This time of year when much of the snow for the winter season has already occurred, the question arises how did we do? While snows of significance could still occur in April and even into May in the mountains, chances are the current totals for the winter are indicative of the runoff this Spring.
On Star Valley Ranch the snow amounts from Oct. 1 2012 to March 27 2013 are probably not much below the normal amount. So far while 14 inches remain on the ground at the observation site located just north of the Round Barn on the Ranch, the total for the season is 157 inches. In comparison to the same date last year the total was 162 inches. While the greatest snow depth last winter was almost double this year, 43 inches on 3/3/2012 vs 22 inches on 1/20/2013, the unusually warm March in 2012 had reduced the actual snow pack to just 13 inches vs the 14 inches on 3/27/2013. The actual Snow Water Equivalent on Star Valley Ranch is 4 inches as of 3/27/13
What really matters in the Spring runoff is the snowpack conditions in the higher elevations. The Willow Creek SNOTEL site in the Salt Range above Turnerville is at 8450 feet.

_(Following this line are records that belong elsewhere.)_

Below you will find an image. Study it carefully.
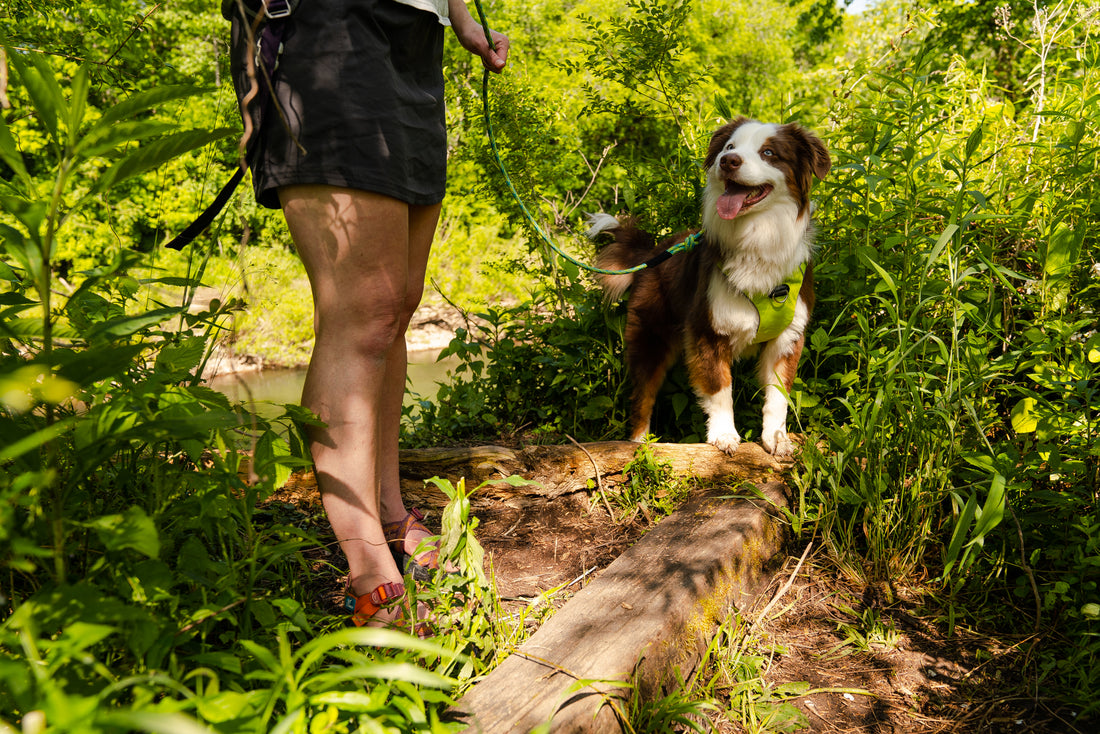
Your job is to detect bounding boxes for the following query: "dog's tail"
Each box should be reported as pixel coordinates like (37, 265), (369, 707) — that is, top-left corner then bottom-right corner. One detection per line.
(585, 212), (653, 303)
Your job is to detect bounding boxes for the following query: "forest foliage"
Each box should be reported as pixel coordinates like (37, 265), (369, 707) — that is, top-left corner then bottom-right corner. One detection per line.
(0, 0), (1100, 732)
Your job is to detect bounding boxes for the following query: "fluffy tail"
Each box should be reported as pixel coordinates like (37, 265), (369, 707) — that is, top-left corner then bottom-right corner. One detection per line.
(585, 212), (653, 303)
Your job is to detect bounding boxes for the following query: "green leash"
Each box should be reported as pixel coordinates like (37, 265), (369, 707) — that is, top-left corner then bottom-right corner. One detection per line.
(474, 0), (702, 275)
(474, 0), (806, 344)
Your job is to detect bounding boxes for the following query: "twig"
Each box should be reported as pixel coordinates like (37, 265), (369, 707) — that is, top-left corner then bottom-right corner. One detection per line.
(1004, 497), (1043, 633)
(565, 434), (615, 522)
(756, 541), (814, 624)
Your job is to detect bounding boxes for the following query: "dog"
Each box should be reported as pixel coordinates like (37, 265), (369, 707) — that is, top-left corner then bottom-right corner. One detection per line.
(587, 118), (833, 458)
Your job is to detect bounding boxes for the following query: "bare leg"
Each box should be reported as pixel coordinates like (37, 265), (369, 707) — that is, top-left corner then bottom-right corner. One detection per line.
(279, 185), (439, 594)
(378, 205), (440, 554)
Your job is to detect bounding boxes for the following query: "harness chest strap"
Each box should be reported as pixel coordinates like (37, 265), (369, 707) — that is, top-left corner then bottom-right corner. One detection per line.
(750, 263), (806, 344)
(664, 231), (806, 344)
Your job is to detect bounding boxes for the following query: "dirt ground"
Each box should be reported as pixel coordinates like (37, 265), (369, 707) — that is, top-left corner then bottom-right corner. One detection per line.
(267, 459), (1095, 734)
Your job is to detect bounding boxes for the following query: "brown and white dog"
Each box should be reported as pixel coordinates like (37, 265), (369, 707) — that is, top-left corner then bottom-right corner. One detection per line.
(587, 118), (832, 457)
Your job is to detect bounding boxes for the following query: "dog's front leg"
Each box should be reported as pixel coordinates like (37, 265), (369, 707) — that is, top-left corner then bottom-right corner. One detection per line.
(757, 336), (804, 459)
(686, 333), (741, 454)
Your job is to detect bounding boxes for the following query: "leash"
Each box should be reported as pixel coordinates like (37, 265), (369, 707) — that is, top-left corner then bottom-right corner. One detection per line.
(165, 0), (703, 275)
(164, 0), (297, 250)
(474, 0), (690, 275)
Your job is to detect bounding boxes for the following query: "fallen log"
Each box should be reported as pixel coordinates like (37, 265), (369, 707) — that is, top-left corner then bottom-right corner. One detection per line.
(400, 441), (791, 499)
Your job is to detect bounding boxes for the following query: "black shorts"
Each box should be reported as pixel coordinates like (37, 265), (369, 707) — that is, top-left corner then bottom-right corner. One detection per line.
(232, 0), (447, 209)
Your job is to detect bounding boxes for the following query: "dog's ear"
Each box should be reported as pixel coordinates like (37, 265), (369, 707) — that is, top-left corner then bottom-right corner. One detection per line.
(703, 117), (748, 168)
(810, 133), (833, 179)
(784, 122), (833, 184)
(802, 128), (833, 179)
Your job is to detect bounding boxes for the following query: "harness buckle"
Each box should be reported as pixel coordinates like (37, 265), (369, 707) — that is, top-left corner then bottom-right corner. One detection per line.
(263, 0), (292, 20)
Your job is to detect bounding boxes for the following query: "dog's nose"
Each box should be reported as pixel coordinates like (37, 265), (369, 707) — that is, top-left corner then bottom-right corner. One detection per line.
(718, 153), (745, 172)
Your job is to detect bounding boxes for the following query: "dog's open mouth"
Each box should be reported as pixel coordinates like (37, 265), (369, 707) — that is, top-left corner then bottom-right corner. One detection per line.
(718, 180), (772, 219)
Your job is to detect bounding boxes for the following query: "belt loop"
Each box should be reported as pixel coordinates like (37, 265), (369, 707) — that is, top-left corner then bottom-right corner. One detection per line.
(264, 0), (290, 20)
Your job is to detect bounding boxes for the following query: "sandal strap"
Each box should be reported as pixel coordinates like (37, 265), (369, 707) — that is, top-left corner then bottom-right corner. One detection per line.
(382, 507), (431, 543)
(344, 582), (405, 627)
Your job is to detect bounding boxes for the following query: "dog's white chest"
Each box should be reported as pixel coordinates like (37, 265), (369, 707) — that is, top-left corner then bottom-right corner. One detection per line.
(706, 273), (760, 347)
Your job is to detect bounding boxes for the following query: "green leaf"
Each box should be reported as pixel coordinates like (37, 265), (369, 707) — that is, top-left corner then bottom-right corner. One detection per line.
(96, 710), (216, 734)
(8, 52), (65, 145)
(1043, 222), (1080, 278)
(944, 493), (978, 574)
(88, 307), (179, 341)
(88, 505), (161, 558)
(1011, 397), (1038, 434)
(87, 128), (235, 197)
(0, 117), (32, 188)
(74, 120), (179, 157)
(91, 85), (207, 131)
(970, 473), (1005, 543)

Following are the stats for Willow Creek
Snow Water Equivalent as of 3/27
2010 18.80 inches
2011 35.40 inches
2012 24.40 inches
2013 23.90 inches snow depth 74 inches
2010/2011 was a big snow year, with the greatest snow water equivalent continuing to increase into May reaching 48.80 inches.
Last year by 3/27/2011 the snow water equivalent had about peaked and quickly melted under an unusually warm Spring sun.
This years value of 23.90 inches is 84% of the normal amount.
The long range forecast does not support a wet Spring as occurred in 2011, but hopefully an improvement over last year.
Here is the long range forecasts for both the coming month of April and the 3 month period of April/May/June.
One or two big Spring storms could quickly prove these forecasts wrong in Wyoming, but predictability of any particular storm more than a week or two out is still not possible.